India started working on an indigenous vaccine named 116E being developed by Bharat Biotech. The phase iii efficacy study on the vaccine was published in Vaccine in the year 2014.  Jalaj Bajaj pointed out to the Journal via a letter published in 2015 that
“….the vaccine was tested in only 6719 infants (4532 received vaccine; 2187 were controls). Ultrasound evidence of intussusception was found in 17 who had received the 116E vaccine (3.75/1000 or 37.5/10,000) and in 6 babies receiving placebo (2.636/1000 or 26.36/10,000). There was an excess of 11 cases of intussusception per 10,000 vaccinated. This is 5 to 10 times higher than the risk of intussusception with Rotasheild vaccine (which was withdrawn from the market) and nearly 70 times higher than the risk of intussusception with the current, internationally licensed vaccine, RotaTeq . Intussusception rates varied in the different regions studied by John and colleagues . In Vellore it was 581/100,000 child-years and in Delhi it was much lower – 27.7/100,000 child-years. The regional differences in intussusception rates could mean that it may be more risky to use the vaccine in some areas.”
This clearly showed that the vaccine was causing more cases of intussusceptions than the withdrawn Rotashield vaccine and definitely more than the RotaTeq vaccine. The authors called for segregated data from Vellore for vaccinated and control where the intussusceptions cases were highest. This data could also point out if a certain section of the population were more susceptible to adverse effects. However despite several attempts the data is not being shared which is a cause for great concern.

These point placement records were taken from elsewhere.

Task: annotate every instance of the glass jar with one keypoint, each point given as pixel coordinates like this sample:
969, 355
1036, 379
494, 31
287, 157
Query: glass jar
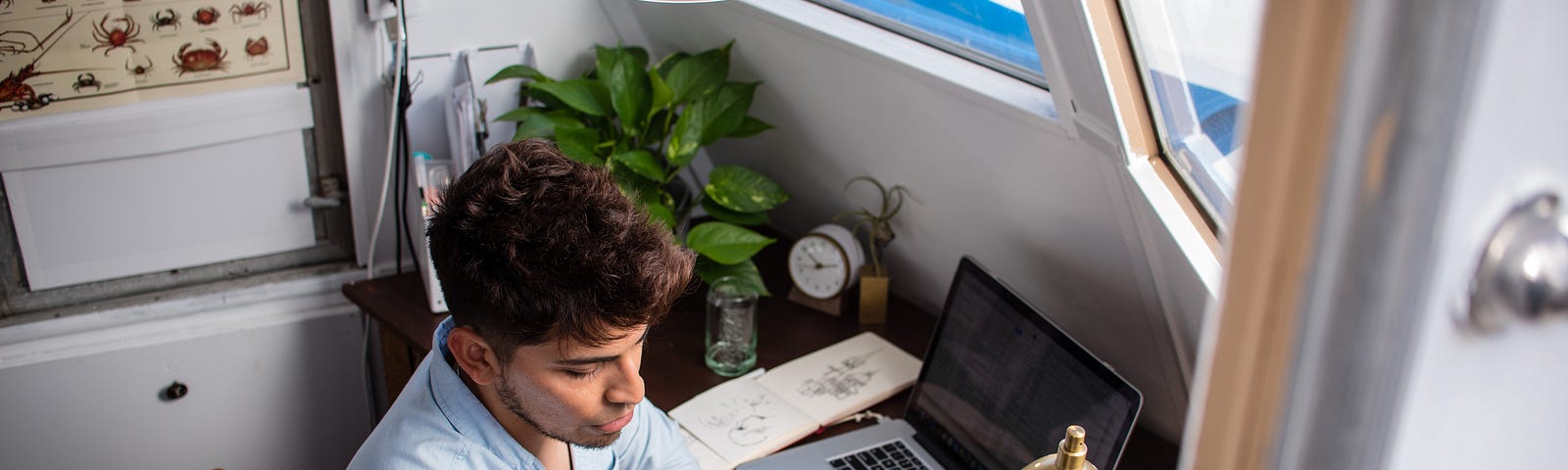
731, 326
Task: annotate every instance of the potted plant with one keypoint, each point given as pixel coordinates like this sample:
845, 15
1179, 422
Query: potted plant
645, 122
877, 224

In India follow up of adverse events after vaccination is not an organized effort. This is particularly true in the vast rural regions where qualified doctors may not be available and health care workers may be left floundering in case of emergencies. Moreover lack of adequate healthcare facilities put children suffering intussusceptions or other serious adverse affects at risk because they cannot be immediately diagnosed and treated. Even in areas where such facilities are available rates of deaths from intussusceptions are 18%.
Moreover the study of the 116E vaccines on 6719 infants would not reflect the higher rates of intussusceptions that show up in populations of 10,000. The use of such a small sample has been questioned.
The data from Vellore during the 2 year Randomised Control Trial (RCT) (where 1000 were vaccinated and there were 500 controls) is not being provided. This makes one suspect that the difference may be statistically significant in this Vellore group. It is completely unethical and unacceptable that the data requested in the Vaccine letter is not provided upfront.
“Serious concerns are raised if safety data in a vaccine trial done with Government of India funding is not provided in spite of a call for it in an internationally indexed scientific journal,” notes Dr Jacob Puliyel of St Stephens Hospital at New Delhi.
The Indian government now plans to study this vaccine on 100,000 children. The study will have no controls but will tend to study the rates of intussusceptions following the vaccine in two windows of time frame following the vaccine. However this is unethical as the first study has already shown an increased rate of intussusceptions even in a small sample and it may be putting susceptible children at great risk from the subsequent use in a large population. The window mode of verification would also disperse data such that the vaccine is proven safe. Further the data from the new study will not be as robust as a Randomized Control Trial and cannot be of much value.
It remains to be seen whether these concerns will be addressed. Achievements of Indian pharmaceutical majors need not come at the expense of their subjects.